1Department of Computer Science & Engineering, Swami Keshvanand Institute of Technology, Management & Gramothan (SKIT), Jaipur 302017, India
2Department of Computer and Engineering, Malaviya National Institute of Technology (MNIT), Malviya Nagar, Jaipur 302017, India

Received 19 August 2014; Revised 19 February 2015; Accepted 23 February 2015

Academic Editor: Christian W. Dawson

Copyright © 2015 Basant Agarwal et al.

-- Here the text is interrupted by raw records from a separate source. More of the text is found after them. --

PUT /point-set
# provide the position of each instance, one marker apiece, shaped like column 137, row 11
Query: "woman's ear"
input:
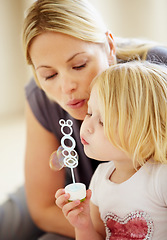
column 111, row 45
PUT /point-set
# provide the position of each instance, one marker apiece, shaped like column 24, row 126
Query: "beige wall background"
column 125, row 18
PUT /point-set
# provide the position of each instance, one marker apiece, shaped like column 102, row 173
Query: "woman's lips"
column 76, row 103
column 83, row 141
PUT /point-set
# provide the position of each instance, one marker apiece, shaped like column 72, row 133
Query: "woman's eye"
column 50, row 76
column 80, row 66
column 88, row 114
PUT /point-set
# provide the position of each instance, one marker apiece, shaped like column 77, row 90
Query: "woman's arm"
column 84, row 216
column 41, row 182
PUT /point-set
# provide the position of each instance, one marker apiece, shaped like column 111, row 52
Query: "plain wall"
column 125, row 18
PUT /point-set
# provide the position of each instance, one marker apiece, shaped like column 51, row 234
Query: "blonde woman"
column 67, row 44
column 126, row 125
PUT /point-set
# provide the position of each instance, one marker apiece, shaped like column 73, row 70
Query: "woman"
column 67, row 45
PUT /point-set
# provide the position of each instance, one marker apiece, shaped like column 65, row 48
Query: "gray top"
column 48, row 113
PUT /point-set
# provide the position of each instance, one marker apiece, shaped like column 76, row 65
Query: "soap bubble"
column 56, row 161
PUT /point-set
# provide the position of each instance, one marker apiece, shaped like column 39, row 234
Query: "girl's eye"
column 51, row 76
column 88, row 114
column 80, row 66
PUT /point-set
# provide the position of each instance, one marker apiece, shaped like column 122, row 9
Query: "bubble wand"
column 66, row 156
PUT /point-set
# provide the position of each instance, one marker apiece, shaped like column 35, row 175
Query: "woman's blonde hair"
column 134, row 100
column 76, row 18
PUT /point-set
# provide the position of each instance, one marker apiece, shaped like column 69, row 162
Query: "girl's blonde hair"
column 134, row 100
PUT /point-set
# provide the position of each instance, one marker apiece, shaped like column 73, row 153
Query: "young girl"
column 126, row 125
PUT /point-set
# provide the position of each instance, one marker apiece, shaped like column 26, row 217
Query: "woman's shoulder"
column 157, row 55
column 47, row 112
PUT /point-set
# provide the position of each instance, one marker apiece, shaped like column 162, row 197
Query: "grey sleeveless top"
column 48, row 113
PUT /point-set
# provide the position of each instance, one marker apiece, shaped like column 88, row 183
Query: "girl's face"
column 65, row 67
column 96, row 144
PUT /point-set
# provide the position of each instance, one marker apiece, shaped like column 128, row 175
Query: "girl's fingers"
column 67, row 208
column 61, row 198
column 59, row 192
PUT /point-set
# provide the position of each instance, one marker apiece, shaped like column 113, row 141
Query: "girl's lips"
column 83, row 141
column 76, row 103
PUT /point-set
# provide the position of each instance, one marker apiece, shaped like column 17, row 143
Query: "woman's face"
column 65, row 67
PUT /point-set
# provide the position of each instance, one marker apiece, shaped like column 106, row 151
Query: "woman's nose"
column 90, row 126
column 68, row 85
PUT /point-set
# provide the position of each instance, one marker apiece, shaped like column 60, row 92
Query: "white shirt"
column 136, row 208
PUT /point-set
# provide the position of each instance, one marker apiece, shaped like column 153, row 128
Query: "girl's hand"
column 76, row 212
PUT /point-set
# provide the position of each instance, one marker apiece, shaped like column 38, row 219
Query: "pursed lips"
column 83, row 141
column 76, row 103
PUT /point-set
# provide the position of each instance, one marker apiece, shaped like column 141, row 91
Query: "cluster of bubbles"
column 65, row 156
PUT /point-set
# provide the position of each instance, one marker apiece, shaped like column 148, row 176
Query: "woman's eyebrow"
column 45, row 66
column 76, row 54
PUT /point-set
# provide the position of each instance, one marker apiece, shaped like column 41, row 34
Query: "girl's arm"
column 79, row 215
column 41, row 182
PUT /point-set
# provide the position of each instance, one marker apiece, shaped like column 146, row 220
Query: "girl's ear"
column 111, row 45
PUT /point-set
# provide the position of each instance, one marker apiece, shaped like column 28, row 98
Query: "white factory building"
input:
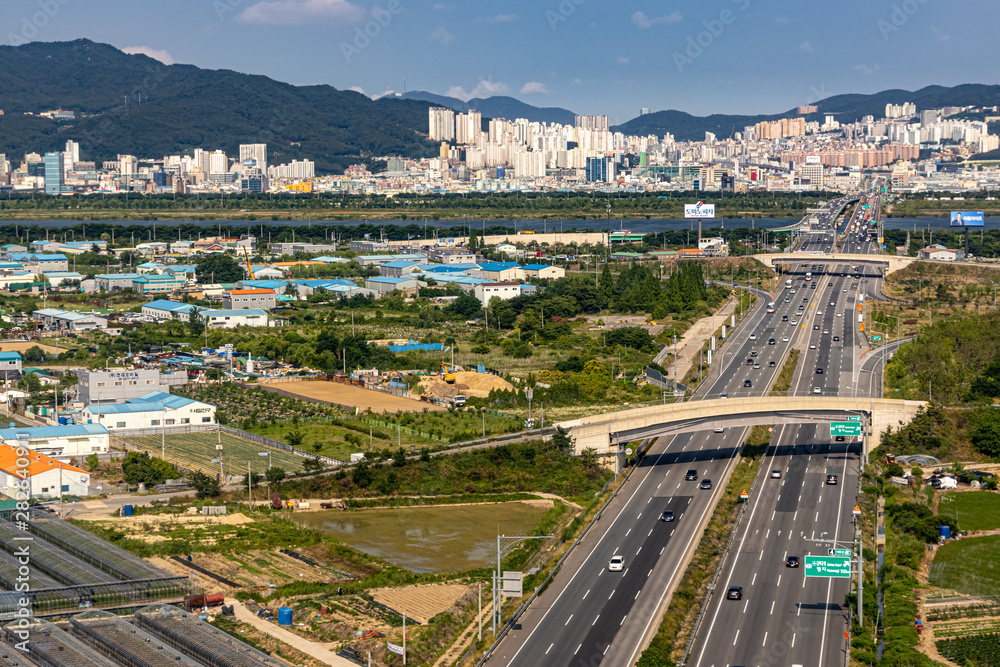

This is an open access article distributed under the Creative Commons Attribution License, which permits unrestricted use, distribution, and reproduction in any medium, provided the original work is properly cited.

Abstract

Sentiment analysis research has been increasing tremendously in recent times due to the wide range of business and social applications. Sentiment analysis from unstructured natural language text has recently received considerable attention from the research community. In this paper, we propose a novel sentiment analysis model based on common-sense knowledge extracted from ConceptNet based ontology and context information. ConceptNet based ontology is used to determine the domain specific concepts which in turn produced the domain specific important features. Further, the polarities of the extracted concepts are determined using the contextual polarity lexicon which we developed by considering the context information of a word. Finally, semantic orientations of domain specific features of the review document are aggregated based on the importance of a feature with respect to the domain. The importance of the feature is determined by the depth of the feature in the ontology. Experimental results show the effectiveness of the proposed methods.